Assay for Phoenix “retrotransposition.” (Top) Rationale of the assay. Phoenix was marked with the neo^TNF indicator gene for retrotransposition (Esnault et al. 2002), in which neo becomes active only after a complete retrotransposition cycle (i.e., transcription, reverse transcription, and integration), and the marked element was introduced by transfection into SH-SY5Y human cells permissive for Phoenix infection. The cells were then amplified and subjected to G418 selection for 2 wk; the number of G418^R clones (several of which were assayed by PCR to demonstrate splicing out of the intron within the neo indicator gene) yielded the frequency of retrotransposition of the marked elements. (Bottom) “Retrotransposition” is dependent on the presence of a functional env gene, either present within the native Phoenix provirus (Phoenix WT) or added in trans to an env-mutated Phoenix provirus (Phoenix Stop Env) by cotransfection of the cells with an env expression vector (CMV Env).
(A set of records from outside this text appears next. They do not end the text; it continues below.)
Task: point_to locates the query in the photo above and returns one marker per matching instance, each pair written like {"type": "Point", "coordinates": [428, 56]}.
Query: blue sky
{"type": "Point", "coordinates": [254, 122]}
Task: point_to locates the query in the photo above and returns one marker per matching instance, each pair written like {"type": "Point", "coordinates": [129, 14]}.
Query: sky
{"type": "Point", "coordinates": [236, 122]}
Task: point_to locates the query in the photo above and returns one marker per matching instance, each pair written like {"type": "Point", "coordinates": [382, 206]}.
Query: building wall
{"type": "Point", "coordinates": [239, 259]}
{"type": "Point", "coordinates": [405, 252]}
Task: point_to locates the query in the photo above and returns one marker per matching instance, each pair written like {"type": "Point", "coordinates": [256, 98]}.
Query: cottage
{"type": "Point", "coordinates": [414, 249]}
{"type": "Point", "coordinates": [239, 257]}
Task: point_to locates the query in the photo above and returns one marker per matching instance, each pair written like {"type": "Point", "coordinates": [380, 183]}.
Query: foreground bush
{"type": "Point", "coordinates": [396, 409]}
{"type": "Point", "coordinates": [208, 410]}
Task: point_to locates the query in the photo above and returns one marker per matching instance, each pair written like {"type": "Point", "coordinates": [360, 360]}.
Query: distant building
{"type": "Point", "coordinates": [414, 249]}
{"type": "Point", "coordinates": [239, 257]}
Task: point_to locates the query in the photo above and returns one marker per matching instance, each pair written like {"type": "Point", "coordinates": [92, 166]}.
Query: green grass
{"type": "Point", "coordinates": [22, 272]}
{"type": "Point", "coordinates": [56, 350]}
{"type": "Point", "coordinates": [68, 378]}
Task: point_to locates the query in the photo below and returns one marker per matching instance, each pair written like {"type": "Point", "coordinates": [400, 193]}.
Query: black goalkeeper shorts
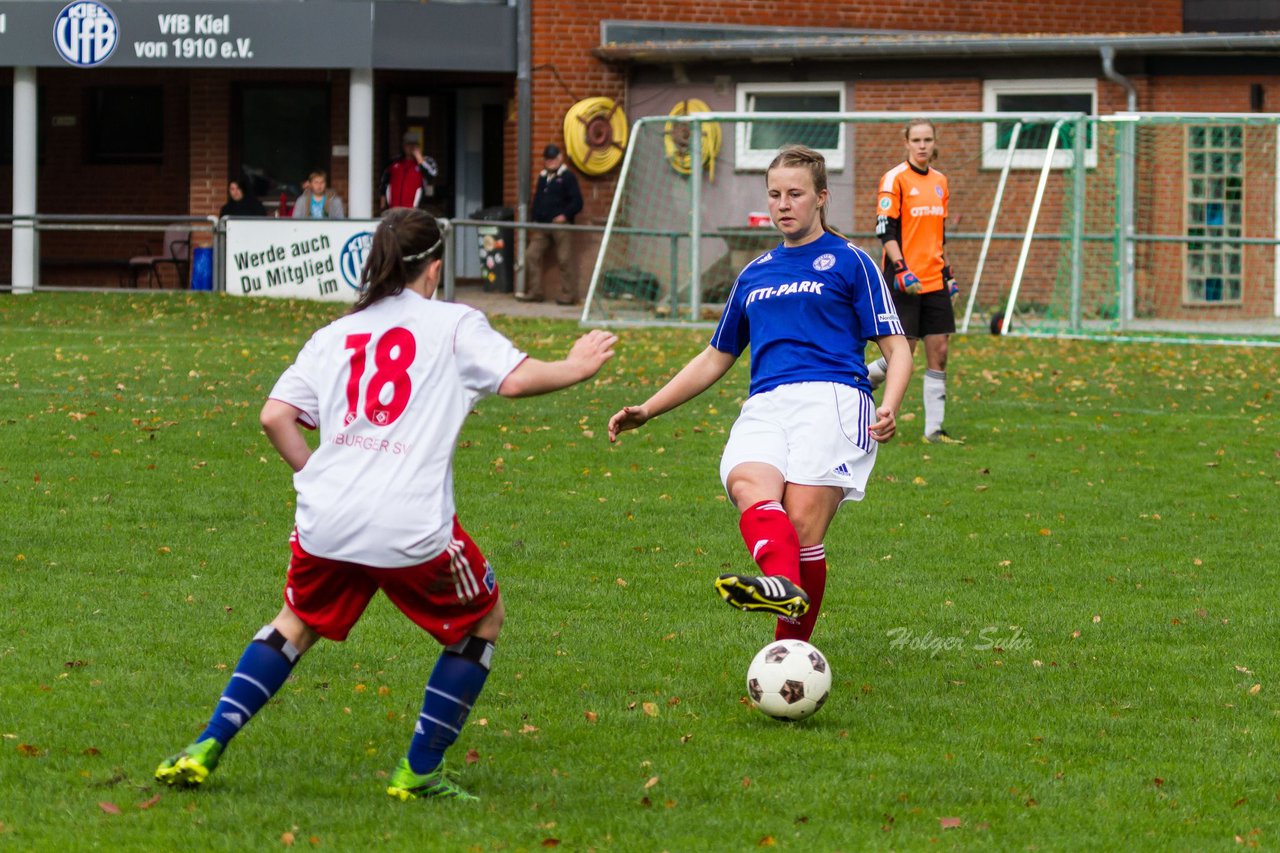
{"type": "Point", "coordinates": [926, 314]}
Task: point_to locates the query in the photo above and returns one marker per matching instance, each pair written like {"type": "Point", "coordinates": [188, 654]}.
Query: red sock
{"type": "Point", "coordinates": [813, 580]}
{"type": "Point", "coordinates": [772, 539]}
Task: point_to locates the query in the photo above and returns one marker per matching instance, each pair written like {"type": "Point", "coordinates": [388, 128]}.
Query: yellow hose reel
{"type": "Point", "coordinates": [676, 136]}
{"type": "Point", "coordinates": [595, 135]}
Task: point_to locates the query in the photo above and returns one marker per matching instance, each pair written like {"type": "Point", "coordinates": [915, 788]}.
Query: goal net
{"type": "Point", "coordinates": [1059, 223]}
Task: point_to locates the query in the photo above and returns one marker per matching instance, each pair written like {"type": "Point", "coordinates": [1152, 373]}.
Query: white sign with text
{"type": "Point", "coordinates": [310, 259]}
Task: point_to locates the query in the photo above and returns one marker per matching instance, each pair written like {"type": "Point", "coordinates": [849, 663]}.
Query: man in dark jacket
{"type": "Point", "coordinates": [556, 200]}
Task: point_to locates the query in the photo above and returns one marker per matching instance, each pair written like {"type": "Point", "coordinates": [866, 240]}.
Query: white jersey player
{"type": "Point", "coordinates": [805, 439]}
{"type": "Point", "coordinates": [388, 387]}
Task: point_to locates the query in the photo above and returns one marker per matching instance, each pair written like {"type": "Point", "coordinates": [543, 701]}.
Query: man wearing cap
{"type": "Point", "coordinates": [556, 200]}
{"type": "Point", "coordinates": [407, 181]}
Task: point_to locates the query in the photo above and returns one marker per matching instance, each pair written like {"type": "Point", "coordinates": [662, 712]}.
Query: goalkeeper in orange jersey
{"type": "Point", "coordinates": [910, 215]}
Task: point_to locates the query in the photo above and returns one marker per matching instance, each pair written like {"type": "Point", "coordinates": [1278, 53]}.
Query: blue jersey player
{"type": "Point", "coordinates": [805, 439]}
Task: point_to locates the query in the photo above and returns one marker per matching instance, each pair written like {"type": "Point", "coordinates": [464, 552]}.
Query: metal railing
{"type": "Point", "coordinates": [104, 223]}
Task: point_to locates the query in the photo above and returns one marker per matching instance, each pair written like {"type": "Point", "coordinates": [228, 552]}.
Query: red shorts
{"type": "Point", "coordinates": [446, 596]}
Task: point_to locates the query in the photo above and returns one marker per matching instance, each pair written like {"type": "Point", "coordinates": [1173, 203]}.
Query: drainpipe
{"type": "Point", "coordinates": [24, 258]}
{"type": "Point", "coordinates": [524, 128]}
{"type": "Point", "coordinates": [1128, 159]}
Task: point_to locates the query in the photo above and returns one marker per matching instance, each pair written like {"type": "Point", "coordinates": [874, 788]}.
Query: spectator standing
{"type": "Point", "coordinates": [238, 203]}
{"type": "Point", "coordinates": [556, 200]}
{"type": "Point", "coordinates": [318, 201]}
{"type": "Point", "coordinates": [407, 182]}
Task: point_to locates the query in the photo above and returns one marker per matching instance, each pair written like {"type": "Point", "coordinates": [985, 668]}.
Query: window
{"type": "Point", "coordinates": [1215, 208]}
{"type": "Point", "coordinates": [124, 123]}
{"type": "Point", "coordinates": [758, 142]}
{"type": "Point", "coordinates": [279, 135]}
{"type": "Point", "coordinates": [1037, 96]}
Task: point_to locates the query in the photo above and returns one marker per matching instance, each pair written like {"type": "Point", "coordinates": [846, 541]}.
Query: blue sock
{"type": "Point", "coordinates": [455, 684]}
{"type": "Point", "coordinates": [260, 673]}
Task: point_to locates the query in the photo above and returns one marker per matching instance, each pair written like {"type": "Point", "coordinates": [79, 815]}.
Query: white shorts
{"type": "Point", "coordinates": [814, 432]}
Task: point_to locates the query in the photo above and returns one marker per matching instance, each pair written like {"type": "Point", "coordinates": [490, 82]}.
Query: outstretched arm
{"type": "Point", "coordinates": [586, 356]}
{"type": "Point", "coordinates": [694, 378]}
{"type": "Point", "coordinates": [897, 352]}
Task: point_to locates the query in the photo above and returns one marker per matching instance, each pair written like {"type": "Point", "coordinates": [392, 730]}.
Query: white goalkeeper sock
{"type": "Point", "coordinates": [935, 400]}
{"type": "Point", "coordinates": [876, 372]}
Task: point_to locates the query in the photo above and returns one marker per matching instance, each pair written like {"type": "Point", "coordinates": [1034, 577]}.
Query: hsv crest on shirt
{"type": "Point", "coordinates": [807, 314]}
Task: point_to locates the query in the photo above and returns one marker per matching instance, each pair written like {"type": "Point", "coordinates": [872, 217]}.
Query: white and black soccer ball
{"type": "Point", "coordinates": [789, 680]}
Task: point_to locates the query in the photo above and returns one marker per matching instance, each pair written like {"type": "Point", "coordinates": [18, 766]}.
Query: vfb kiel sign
{"type": "Point", "coordinates": [86, 32]}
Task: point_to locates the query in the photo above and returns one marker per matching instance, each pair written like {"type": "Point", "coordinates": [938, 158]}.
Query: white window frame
{"type": "Point", "coordinates": [993, 158]}
{"type": "Point", "coordinates": [746, 159]}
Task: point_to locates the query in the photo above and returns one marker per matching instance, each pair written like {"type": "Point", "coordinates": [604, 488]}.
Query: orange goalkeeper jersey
{"type": "Point", "coordinates": [919, 204]}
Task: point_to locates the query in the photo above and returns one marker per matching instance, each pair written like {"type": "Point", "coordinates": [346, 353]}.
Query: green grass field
{"type": "Point", "coordinates": [1059, 635]}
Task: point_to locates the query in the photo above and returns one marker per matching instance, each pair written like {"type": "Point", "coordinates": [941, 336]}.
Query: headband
{"type": "Point", "coordinates": [424, 254]}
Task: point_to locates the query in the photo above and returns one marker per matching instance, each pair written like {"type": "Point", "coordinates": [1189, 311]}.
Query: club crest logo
{"type": "Point", "coordinates": [353, 255]}
{"type": "Point", "coordinates": [86, 33]}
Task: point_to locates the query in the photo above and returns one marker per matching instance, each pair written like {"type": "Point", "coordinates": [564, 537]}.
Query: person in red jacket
{"type": "Point", "coordinates": [407, 181]}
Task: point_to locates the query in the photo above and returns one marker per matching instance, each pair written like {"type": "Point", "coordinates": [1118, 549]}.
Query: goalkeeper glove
{"type": "Point", "coordinates": [950, 281]}
{"type": "Point", "coordinates": [905, 279]}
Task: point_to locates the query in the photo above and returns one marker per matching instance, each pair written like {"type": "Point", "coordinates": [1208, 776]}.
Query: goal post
{"type": "Point", "coordinates": [676, 236]}
{"type": "Point", "coordinates": [1128, 226]}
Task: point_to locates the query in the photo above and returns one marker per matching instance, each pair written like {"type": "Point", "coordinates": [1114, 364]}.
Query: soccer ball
{"type": "Point", "coordinates": [789, 680]}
The results presented here correspond to three independent experiments, performed with 5–10 × 10⁶ cells, and are given as relative transposition frequencies as compared to neo^TNF-marked Phoenix (whose transposition frequency is 2 × 10⁻⁵ clone/seeded cell under these conditions).

Figure 7.

An infectious HERV-K(HML2) retrovirus can be generated by in vitro recombination from cloned HERV-K loci. Structure of the cloned HERV-K(HML2) proviruses and of the in vitro constructed chimera (see Methods), with the RT activities in the supernatant of 293T cells transfected with the corresponding plasmids measured as in Figure 3C, and the associated infection efficiencies measured by quantitative PCR on the target cell genomic DNA (BHK21 cells, see Methods).